En este rastreo de fuerzas o energías que presenta la experiencia champurria en la poesía de mujeres aparece una crucial quinta línea de paso fronterizo: la lengua. La mayor parte de los textos se presentan en dos versiones – mapudungun/castellano o viceversa–, no obstante, esto no es privativo de la poesía champurria y tampoco se construye como marca de su factura poética. Estas versiones –que no son sencillamente traducciones de una lengua a otra–, más allá de su potencial político y estratégico de visibilizar lo usurpado y de apelar a una recepción mapuche y no mapuche –que, sin duda, constituyen aspectos para nada menores–, se sitúan en una dimensión de la experiencia ligada a las coordenadas de una memoria mapuche que fue cortada. La pérdida de un universo verbal que excede la manifestación material de la palabra emerge en un potente tejido poético vinculado a la memoria diaspórica. En otras palabras, la necesidad de pensarse y de reconocerse como parte de la diáspora mapuche interroga a la existencia champurria y valida la conciencia de lugar diaspórico. Esto impulsa numerosos procedimientos poéticos para recoger “las hilachas de un idioma” (43), como expresa Jaime Huenún en uno de sus poemas, o como lo afirma la poeta Graciela Huinao en un foro: “tiro los hilos para que hablen por mí” (229), como parte de un universo que participa en la configuración de la fuerza champurria.

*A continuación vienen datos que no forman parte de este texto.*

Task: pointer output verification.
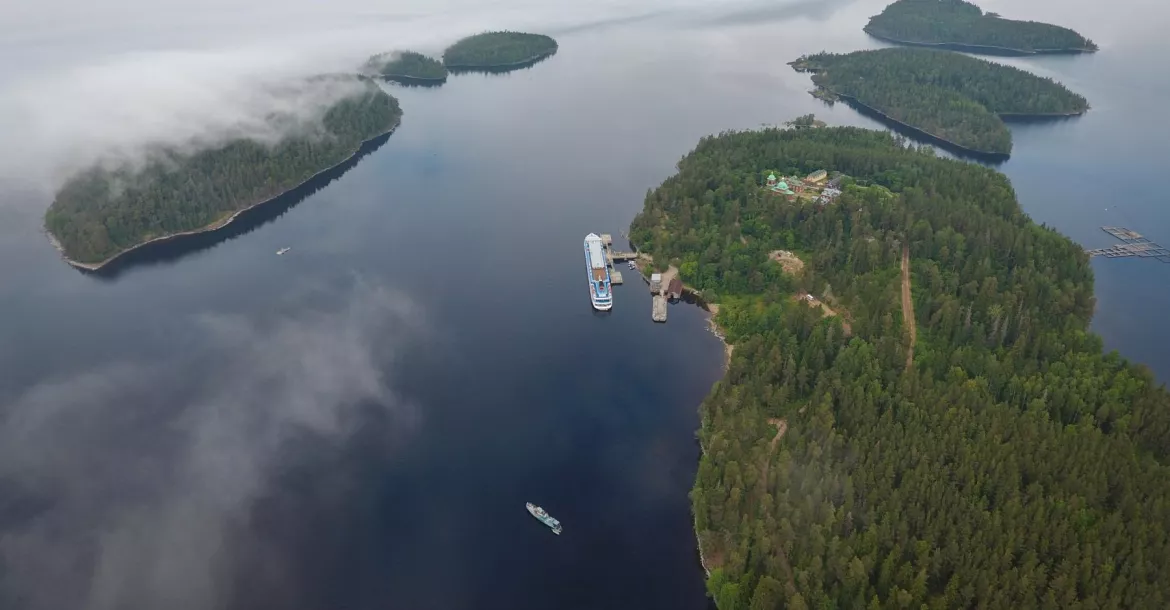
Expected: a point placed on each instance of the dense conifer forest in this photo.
(408, 64)
(493, 49)
(961, 22)
(1007, 464)
(102, 212)
(948, 95)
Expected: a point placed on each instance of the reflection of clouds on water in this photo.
(131, 485)
(772, 12)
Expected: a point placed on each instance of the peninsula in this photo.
(408, 67)
(965, 444)
(104, 212)
(954, 98)
(493, 50)
(958, 25)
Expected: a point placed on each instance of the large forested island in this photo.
(952, 97)
(963, 26)
(992, 457)
(103, 212)
(497, 49)
(407, 67)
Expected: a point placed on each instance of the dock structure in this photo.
(617, 255)
(658, 309)
(1133, 244)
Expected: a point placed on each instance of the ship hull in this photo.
(597, 272)
(541, 515)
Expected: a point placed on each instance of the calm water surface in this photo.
(433, 301)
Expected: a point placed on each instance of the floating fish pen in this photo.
(1133, 244)
(658, 309)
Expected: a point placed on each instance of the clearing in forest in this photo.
(789, 261)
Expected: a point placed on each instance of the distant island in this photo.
(962, 26)
(915, 413)
(952, 98)
(104, 212)
(497, 50)
(408, 67)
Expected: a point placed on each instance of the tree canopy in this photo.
(408, 64)
(1010, 464)
(496, 49)
(962, 24)
(948, 95)
(102, 211)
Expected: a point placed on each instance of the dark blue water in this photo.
(357, 424)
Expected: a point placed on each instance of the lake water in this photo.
(358, 423)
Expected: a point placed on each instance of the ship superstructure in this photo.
(600, 290)
(544, 518)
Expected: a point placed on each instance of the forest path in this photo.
(782, 426)
(908, 305)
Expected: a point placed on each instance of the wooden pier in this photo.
(1133, 244)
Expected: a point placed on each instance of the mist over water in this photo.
(358, 423)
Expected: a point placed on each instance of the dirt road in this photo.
(908, 305)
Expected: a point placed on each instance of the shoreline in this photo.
(213, 226)
(405, 79)
(728, 350)
(922, 132)
(466, 67)
(696, 299)
(988, 49)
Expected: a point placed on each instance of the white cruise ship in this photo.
(600, 292)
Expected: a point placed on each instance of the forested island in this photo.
(408, 67)
(103, 212)
(949, 96)
(963, 26)
(952, 437)
(497, 50)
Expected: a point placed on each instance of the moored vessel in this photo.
(600, 289)
(544, 518)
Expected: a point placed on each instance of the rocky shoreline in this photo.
(214, 226)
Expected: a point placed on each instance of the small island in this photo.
(915, 413)
(947, 97)
(408, 67)
(958, 25)
(497, 50)
(104, 212)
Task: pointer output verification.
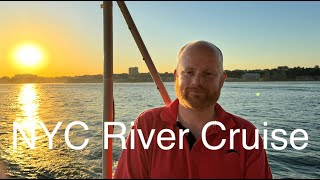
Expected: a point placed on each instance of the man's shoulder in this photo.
(149, 116)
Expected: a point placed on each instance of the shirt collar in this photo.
(170, 112)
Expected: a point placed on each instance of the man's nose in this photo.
(196, 80)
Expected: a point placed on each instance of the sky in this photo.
(69, 35)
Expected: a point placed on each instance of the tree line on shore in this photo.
(282, 73)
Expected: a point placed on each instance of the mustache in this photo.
(196, 89)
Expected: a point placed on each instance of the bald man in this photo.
(195, 126)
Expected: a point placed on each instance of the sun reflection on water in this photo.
(29, 101)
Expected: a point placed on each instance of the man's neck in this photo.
(195, 120)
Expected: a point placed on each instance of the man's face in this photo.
(199, 79)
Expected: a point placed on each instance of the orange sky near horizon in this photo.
(70, 35)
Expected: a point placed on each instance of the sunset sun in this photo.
(28, 55)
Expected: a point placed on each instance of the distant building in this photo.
(133, 71)
(251, 76)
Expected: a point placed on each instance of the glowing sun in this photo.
(28, 55)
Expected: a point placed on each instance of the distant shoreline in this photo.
(151, 82)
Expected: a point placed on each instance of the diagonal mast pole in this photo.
(145, 54)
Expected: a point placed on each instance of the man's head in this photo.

Así, los poemarios incorporan y dialogan desde de diferentes formas e intensidades con el conocimiento vital y político que entrega el mapudungun.
Las maneras de cómo se asume poéticamente esta pérdida o se poetiza este nudo en la palabra responden, casi siempre, a los procesos que las mismas autoras van experimentando en sus vidas con la lengua mapuche. Por lo tanto, los poemarios manifiestan múltiples y diversos procesos de aproximaciones al mapudungun. Sin embargo, creemos que la experiencia de la lengua vivida como/en destierro es relevante. Así lo manifiesta, por ejemplo, Adriana Paredes Pinda: “la tierra del exilio es la tierra de la negación del mapudungun, es la tierra de la negación de la memoria, es el olvido, las portentosas y frágiles champurrea, como yo, polillas magnánimas que caminan entre lenguas, sin embargo, solo hilachas, qué más...” (233-234) 6 .
Para cerrar estas líneas sobre la experiencia champurria y la enunciación poética, quiero hacer dos alcances más sobre el tema. El primero es que se trata de un campo artístico más extenso, rico y complejo de lo que aquí he dicho. Además, abre posibilidades diversas de discusión y diálogos con otros conceptos como el de “episteme wechante” y “conocimiento Rakiñ” (Paredes Pinda “Epu rume” 9), “saber ch’ixi” (Rivera Cusicanqui 81) y con el ya mencionado espacio de la “frontería” (Trigo 80), en cuanto territorios fronterizos en varios sentidos. Todos estos son focos que disputan, en el campo de las reflexiones y definiciones, las interrogantes por los procesos de la identidad, pero que no pueden ser analizadas por fuera del eje histórico del colonialismo y el racismo.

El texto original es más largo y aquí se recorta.